14. Ein Stromkonzern ist kein Kreditinstitut. Frantz trifft einen netten Kundendienstmitarbeiter und sieht jetzt alles anders
    Früher einmal, in der guten alten Zeit, da stand man noch gegen die Macht des Staates. Allein, als Teil der Masse, Terrorist oder Kanonenfutter. Als Thomas Frantz sein Fahrrad an einem Verkehrsschild vor dem Kundenzentrum des Stromkonzerns ankettet, weicht seine Wut mit einem Mal einer beklemmenden Nachdenklichkeit.
    Hier steht der Einzelne der Gewalt eines Konzerns gegenüber. Dieser schröpft ihn, nimmt ihn aus, erleichtert ihn, zieht ihn über den Leisten, lutscht ihn aus, barbiert ihn über den Löffel, meiert ihn ab und bumst ihn anal ohne Kondom. Frantz betrachtet das Gebäude in der Nürnberger Straße. Eine der guten Adressen in der City, keinen Steinwurf weit vom KaDeWe. Das Gebäude hat mit der Übernahme durch einen schwedischen Energiekonzern einen gelben Anstrich wie eine amorphe Keule erhalten. Vor der Tür stehen zwei muskulöse Männer in Uniform. Die Uniform besteht aus einem schwarzen Anzug. Sie rauchen. Auf den Brustschildern der Typen liest Frantz das Wort Security.
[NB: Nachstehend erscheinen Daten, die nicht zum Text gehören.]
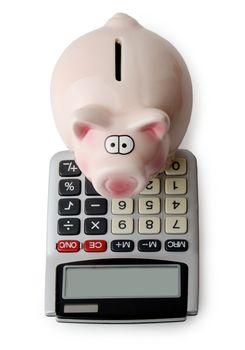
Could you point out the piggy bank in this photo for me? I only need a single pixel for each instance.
(122, 98)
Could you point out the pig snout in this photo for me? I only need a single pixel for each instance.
(119, 185)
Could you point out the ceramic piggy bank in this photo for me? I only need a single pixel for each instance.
(122, 98)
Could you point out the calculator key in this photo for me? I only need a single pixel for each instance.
(95, 246)
(122, 225)
(68, 246)
(176, 245)
(69, 206)
(176, 225)
(122, 245)
(122, 206)
(69, 226)
(178, 167)
(95, 206)
(69, 187)
(149, 225)
(175, 186)
(89, 189)
(149, 245)
(149, 205)
(153, 187)
(69, 168)
(95, 226)
(175, 205)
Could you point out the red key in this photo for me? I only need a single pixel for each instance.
(95, 245)
(68, 246)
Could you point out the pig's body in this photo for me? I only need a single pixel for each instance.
(122, 132)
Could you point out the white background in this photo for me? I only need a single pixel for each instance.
(210, 36)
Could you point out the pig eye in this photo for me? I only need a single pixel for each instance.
(126, 144)
(111, 144)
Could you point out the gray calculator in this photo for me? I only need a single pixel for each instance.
(122, 260)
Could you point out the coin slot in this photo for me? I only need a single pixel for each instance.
(118, 59)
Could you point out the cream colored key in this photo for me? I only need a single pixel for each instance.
(175, 205)
(178, 167)
(149, 205)
(122, 206)
(153, 187)
(149, 225)
(175, 225)
(175, 185)
(122, 225)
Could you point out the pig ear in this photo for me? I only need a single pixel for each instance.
(88, 118)
(155, 123)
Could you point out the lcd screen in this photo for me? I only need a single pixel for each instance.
(121, 282)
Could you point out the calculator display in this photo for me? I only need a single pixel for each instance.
(121, 282)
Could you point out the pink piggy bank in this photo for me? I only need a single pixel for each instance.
(122, 98)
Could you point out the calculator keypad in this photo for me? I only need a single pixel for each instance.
(160, 210)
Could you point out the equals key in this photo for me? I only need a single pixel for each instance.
(95, 206)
Der Raum ist mit Licht durchflutet und von transparenter Großzügigkeit. Hintereinander sind Schalter angeordnet. Quader mit brusthohen gläsernen Trennwänden. Hinter jeder Scheibe sitzt ein Mensch. Es ist angenehm kühl, der moderne Mensch ist in allen Bereichen des Lebens dieser Temperatur ausgesetzt. Über den Menschen hängen digitale Anzeigen. Man muss eine Nummer ziehen. Im Grunde kann er sich gar nicht entziehen, es sei denn, er lebte in einem Wald in einem Erdloch und nährte sich von Beeren und Wurzeln, jedenfalls so lange, bis ihn jemand dort herausholte und in ein hygienischeres Loch steckte. Die vorherrschende Farbe auch im Inneren des Gebäudes ist gelb.
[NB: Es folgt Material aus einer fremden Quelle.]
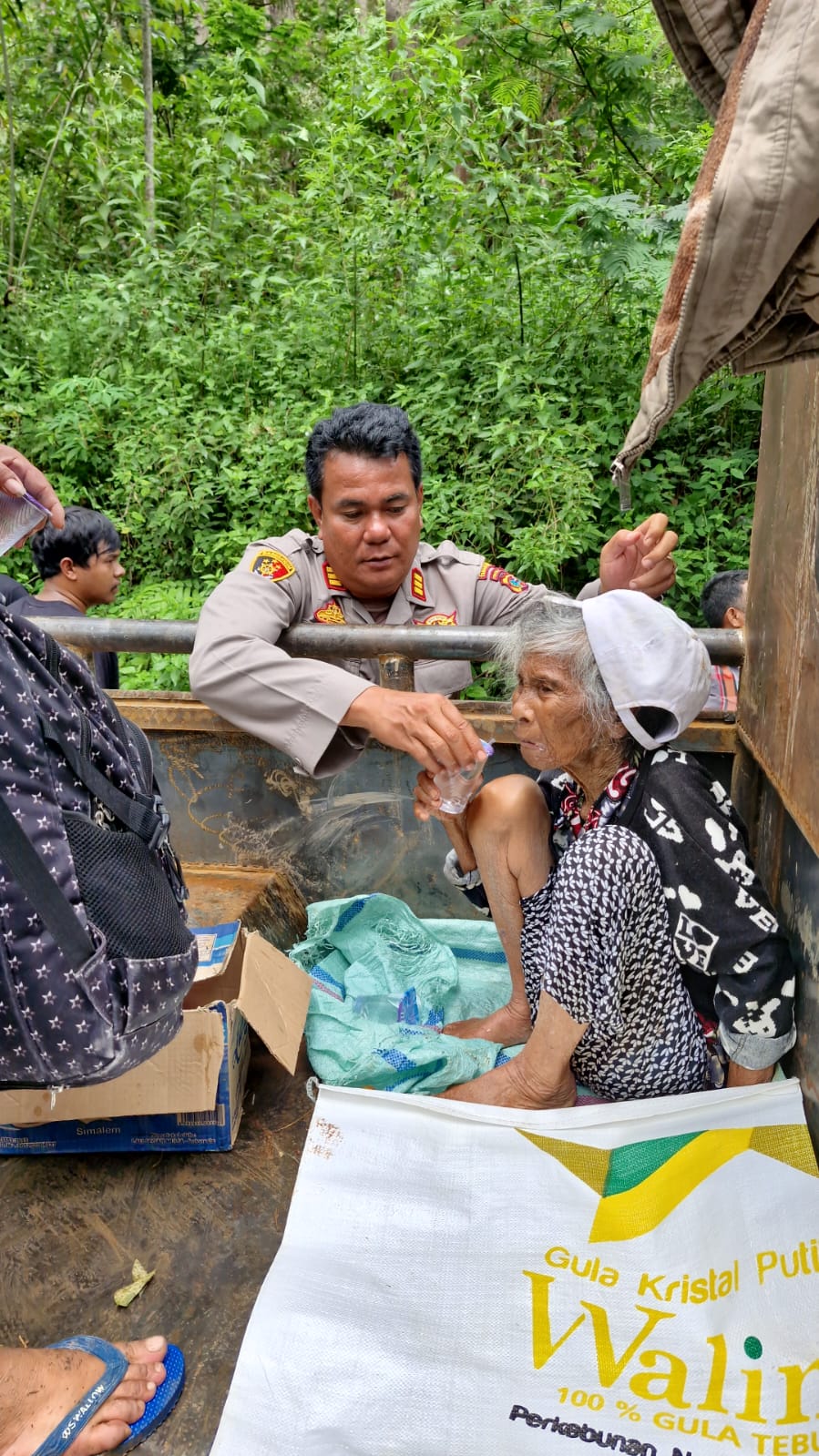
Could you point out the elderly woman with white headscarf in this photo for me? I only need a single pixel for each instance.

    Frantz geht zum Informationsschalter und trägt sein Anliegen vor. Die Dame gibt ihm eine Nummer. Sie ist sehr nett. Die beiden Sicherheitsbullen beenden ihre Zigarettenpause und kommen zur Tür herein. Sie stellen sich breitbeinig in die Mitte des Riesenraums und verschränken ihre Arme hinter ihren Rücken. Sie beobachten Frantz, der in diesem Moment der einzige Delinquent in der hangargroßen Halle zu sein scheint. Sie stehen mittendrin wie bissige Pitbulls.
    »Aber Sie haben doch Glück, Sie sind ja sofort dran«, sagt die Dame. Sie ist wirklich nett.
    Frantz bedankt sich artig. Schalter drei.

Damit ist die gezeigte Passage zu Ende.